But for how long? It was glumly recognised that winters do not last for ever, even Russian winters. It seemed highly unlikely that the Red Army would be able to cope with a renewed German offensive once conditions again became conducive to mobile operations. And so the measures being taken in Kuybyshev, like those under discussion in Washington, were primarily long-term defensive measures. Stalin too was playing for time. If the Soviet Union could somehow avoid the knock-out punch, then there was a good chance of winning the bout on points.

These points were now being totted up out of reach of the rampant Wehrmacht, first and foremost by the enlarging of the industrial base east of the Volga.

This process had been underway since the early ‘30s. The Soviet leadership had, unknown to the Nazi devotees of the blitz solution, demonstrated a rare prescience. Stalin had been preparing for this war for over a decade. By 1941 a substantial proportion of Soviet industry was located east of Moscow, and as the war began more industrial concerns were shifted, machine by machine, in the same direction.

As the panzers rolled through Belorussia, Soviet trains rolled east across the steppe carrying tank factories, steel mills, diesel plants and other vital equipment to the Volga, Ural, Siberian and Central Asian regions.

In the winter of 1941-2 this process went on, as those areas likely to be overrun in the coming spring and summer were denuded of industrial plants necessary for the continued prosecution of the war. This exodus even took precedence, in terms of rail capacity, over the movement of supplies to the hard-pressed troops in the front-line.

The major problem involved in this evacuation of industry was the time consequently lost to production. For example the huge aircraft factories of Voronezh, moved east in November and December, could not be expected to resume full production until May. The same applied to the Moscow aviation industry. Overall, only that thirty-five per cent of aircraft production already situated in the Urals would be turning out planes in the first five months of 1942. It was going to be a thin year for the Red Air Force, no matter how promising the prospects might be for 1943.

Industry could at least be evacuated; mines and agricultural land were not so mobile. New sources of production would have to be found. The food situation was difficult rather than impossible, largely because the loss of vast producing areas had been matched by the loss of most of the mouths they usually fed. The oil situation, though, was potentially critical. The probably imminent loss of the Caucasian oilfields - currently contributing eighty-six per cent of the Soviet output - could only be compensated for by the rapid expansion of the recently developed fields in the Volga and Ural regions. The story was the same with most of the mineral products. Old mines had to be reopened or expanded, new sources prospected and exploited.
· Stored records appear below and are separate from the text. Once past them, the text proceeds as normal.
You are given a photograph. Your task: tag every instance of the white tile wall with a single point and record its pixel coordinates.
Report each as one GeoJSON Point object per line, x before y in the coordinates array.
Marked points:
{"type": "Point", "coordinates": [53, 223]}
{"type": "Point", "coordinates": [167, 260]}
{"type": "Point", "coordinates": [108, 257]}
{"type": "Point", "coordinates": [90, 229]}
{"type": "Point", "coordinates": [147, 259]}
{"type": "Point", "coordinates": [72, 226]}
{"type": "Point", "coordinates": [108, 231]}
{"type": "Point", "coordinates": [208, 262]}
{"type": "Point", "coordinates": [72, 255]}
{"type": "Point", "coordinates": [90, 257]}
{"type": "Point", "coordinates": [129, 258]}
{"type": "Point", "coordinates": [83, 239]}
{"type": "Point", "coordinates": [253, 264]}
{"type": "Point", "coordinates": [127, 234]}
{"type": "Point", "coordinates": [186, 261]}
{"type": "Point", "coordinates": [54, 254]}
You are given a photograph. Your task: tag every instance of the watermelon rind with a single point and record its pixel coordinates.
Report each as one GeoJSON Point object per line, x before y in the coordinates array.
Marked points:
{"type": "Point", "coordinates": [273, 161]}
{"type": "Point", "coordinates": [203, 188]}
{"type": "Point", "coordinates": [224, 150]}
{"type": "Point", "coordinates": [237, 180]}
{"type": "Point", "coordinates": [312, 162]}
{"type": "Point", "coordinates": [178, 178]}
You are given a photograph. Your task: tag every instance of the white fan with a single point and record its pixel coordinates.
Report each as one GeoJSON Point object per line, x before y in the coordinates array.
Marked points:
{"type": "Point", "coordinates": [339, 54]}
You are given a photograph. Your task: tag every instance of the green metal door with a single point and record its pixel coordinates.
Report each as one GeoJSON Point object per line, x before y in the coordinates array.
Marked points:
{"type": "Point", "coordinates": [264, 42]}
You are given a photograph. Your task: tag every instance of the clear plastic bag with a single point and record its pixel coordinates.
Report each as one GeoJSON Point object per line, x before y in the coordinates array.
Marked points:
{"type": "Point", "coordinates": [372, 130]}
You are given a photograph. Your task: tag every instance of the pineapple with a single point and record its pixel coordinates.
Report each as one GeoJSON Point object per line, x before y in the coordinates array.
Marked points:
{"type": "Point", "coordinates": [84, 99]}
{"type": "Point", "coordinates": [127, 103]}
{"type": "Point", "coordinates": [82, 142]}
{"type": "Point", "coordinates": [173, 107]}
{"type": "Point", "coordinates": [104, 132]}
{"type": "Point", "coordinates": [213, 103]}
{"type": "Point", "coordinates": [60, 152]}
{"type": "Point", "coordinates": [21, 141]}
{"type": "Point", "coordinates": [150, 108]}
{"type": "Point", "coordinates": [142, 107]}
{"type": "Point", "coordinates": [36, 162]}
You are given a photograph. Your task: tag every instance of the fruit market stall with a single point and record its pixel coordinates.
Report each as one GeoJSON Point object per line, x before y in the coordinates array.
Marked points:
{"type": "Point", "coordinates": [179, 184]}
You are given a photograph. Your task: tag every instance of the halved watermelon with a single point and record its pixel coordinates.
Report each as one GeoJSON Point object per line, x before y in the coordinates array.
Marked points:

In certain crucial cases - aluminium, lead, the high-octane fuels and quality blending agents necessary for the production of aviation fuel - insufficient sources were available. The necessary quantities would have to be brought in from abroad.

But the Soviet Union’s greatest problems in this period concerned transportation. The Red Army had few motor vehicles and had lost the means of producing many more. The railways suffered from a different malaise. The radial network was centred on the capital, and the loss of the Moscow hub had severely weakened the ability of the Red Army to switch its troops from front to front. To move an army from Tikhvin to Rostov now took four times as long as it had previously taken. The north-south line furthest to the west in Soviet hands ran from Yaroslavl to Gorkiy before winding its way interminably south to the Don at Liski. It was a single-track line for most of its length, with a correspondingly low carrying capacity.

In December work had begun on a new track, running from Kazan to Stalingrad down the west bank of the Volga, but on reflection the Soviet leaders decided that the line was rather too close to the front line, and top priority was then given to the construction of a north-south line between the Volga and the Urals, running south from Balezino to Chkalov via Izhevsk and Ufa. Further south the line connecting Orsk to Guryev on the Caspian was completed in March, so allowing the transport of Baku oil by tanker and rail to the Ural region. Through the extremes of a continental winter thousands of Soviet men, women and youths worked in merciless conditions to lay these miles of track.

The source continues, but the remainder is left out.